Neutrino Textures in the Light of Super-Kamiokande Data and a Realistic String Model

TL;DR

This paper analyzes neutrino mass textures motivated by Super-Kamiokande data, exploring phenomenological implications and realization within a realistic string-inspired flipped SU(5) model, highlighting the potential for large mixing and hierarchical masses.

Contribution

It provides a phenomenological analysis of neutrino textures compatible with experimental data and demonstrates their realization in a string-derived flipped SU(5) model.

Findings

Large mixing can coexist with hierarchical masses.

Renormalization-group effects can amplify neutrino mixing.

Hierarchical neutrino masses are more natural than near-degeneracy.

Abstract

Motivated by the Super-Kamiokande atmospheric neutrino data, we discuss possible textures for Majorana and Dirac neutrino masses within the see-saw framework.

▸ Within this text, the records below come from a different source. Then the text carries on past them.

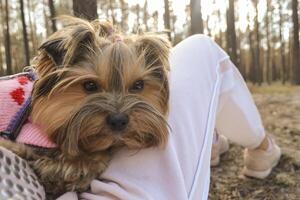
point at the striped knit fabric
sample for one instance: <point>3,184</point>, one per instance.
<point>14,91</point>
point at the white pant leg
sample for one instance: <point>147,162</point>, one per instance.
<point>238,118</point>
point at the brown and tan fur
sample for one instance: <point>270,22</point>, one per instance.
<point>76,120</point>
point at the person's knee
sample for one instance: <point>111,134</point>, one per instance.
<point>199,40</point>
<point>196,44</point>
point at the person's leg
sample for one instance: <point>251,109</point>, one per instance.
<point>238,119</point>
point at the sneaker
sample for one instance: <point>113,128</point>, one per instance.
<point>219,147</point>
<point>259,163</point>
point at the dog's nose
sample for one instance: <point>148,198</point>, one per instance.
<point>117,121</point>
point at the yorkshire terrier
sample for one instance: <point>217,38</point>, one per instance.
<point>96,91</point>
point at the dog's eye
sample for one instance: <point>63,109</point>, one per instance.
<point>137,86</point>
<point>90,86</point>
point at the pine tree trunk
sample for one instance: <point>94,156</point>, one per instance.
<point>259,69</point>
<point>52,15</point>
<point>268,56</point>
<point>25,36</point>
<point>146,15</point>
<point>85,9</point>
<point>296,50</point>
<point>7,41</point>
<point>196,17</point>
<point>282,49</point>
<point>32,28</point>
<point>112,9</point>
<point>167,22</point>
<point>232,46</point>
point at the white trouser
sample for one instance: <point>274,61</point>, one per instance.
<point>206,92</point>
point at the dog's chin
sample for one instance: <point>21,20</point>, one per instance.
<point>113,141</point>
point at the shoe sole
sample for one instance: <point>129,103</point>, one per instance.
<point>260,174</point>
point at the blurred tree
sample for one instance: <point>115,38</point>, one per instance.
<point>256,41</point>
<point>284,71</point>
<point>32,25</point>
<point>52,15</point>
<point>46,21</point>
<point>232,46</point>
<point>85,9</point>
<point>296,50</point>
<point>196,17</point>
<point>111,4</point>
<point>268,53</point>
<point>167,20</point>
<point>155,21</point>
<point>7,40</point>
<point>25,37</point>
<point>145,15</point>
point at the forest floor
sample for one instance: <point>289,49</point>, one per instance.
<point>280,110</point>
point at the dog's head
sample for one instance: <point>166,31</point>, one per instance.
<point>98,89</point>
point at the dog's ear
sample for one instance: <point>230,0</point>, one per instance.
<point>54,50</point>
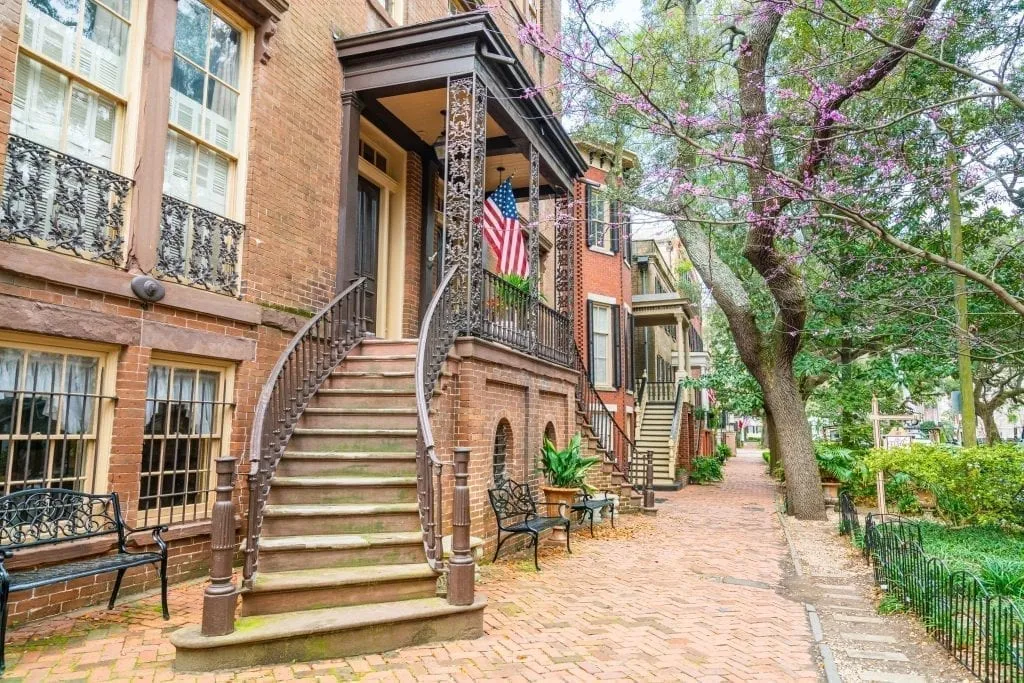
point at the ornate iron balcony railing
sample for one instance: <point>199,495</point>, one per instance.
<point>57,202</point>
<point>199,248</point>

The main purposes of this paper are twofold: first to obtain intuition from a purely phenomenological analysis, and secondly to explore to what extent it may be realized in a specific model. We comment initially on the simplified two-generation case, emphasizing that large mixing is not incompatible with a large hierarchy of mass eigenvalues. We also emphasize that renormalization-group effects may amplify neutrino mixing, presenting semi-analytic expressions for estimating this amplification. Several examples are then given of three-family neutrino mass textures which may also accommodate the persistent solar neutrino deficit, with different assumptions for the neutrino Dirac mass matrices. We comment on a few features of neutrino mass textures arising in models with a U(1) flavour symmetry. Finally, we discuss the possible pattern of neutrino masses in a `realistic' flipped SU(5) model derived from string theory, illustrating how a desirable pattern of mixing may emerge. Both small- or large-angle MSW solutions are possible, whilst a hierarchy of neutrino masses appears more natural than near-degeneracy. This model contains some unanticipated features that may also be relevant in other models: the neutrino Dirac matrices may not be related closely to the quark mass matrices, and the heavy Majorana states may include extra gauge-singlet fields.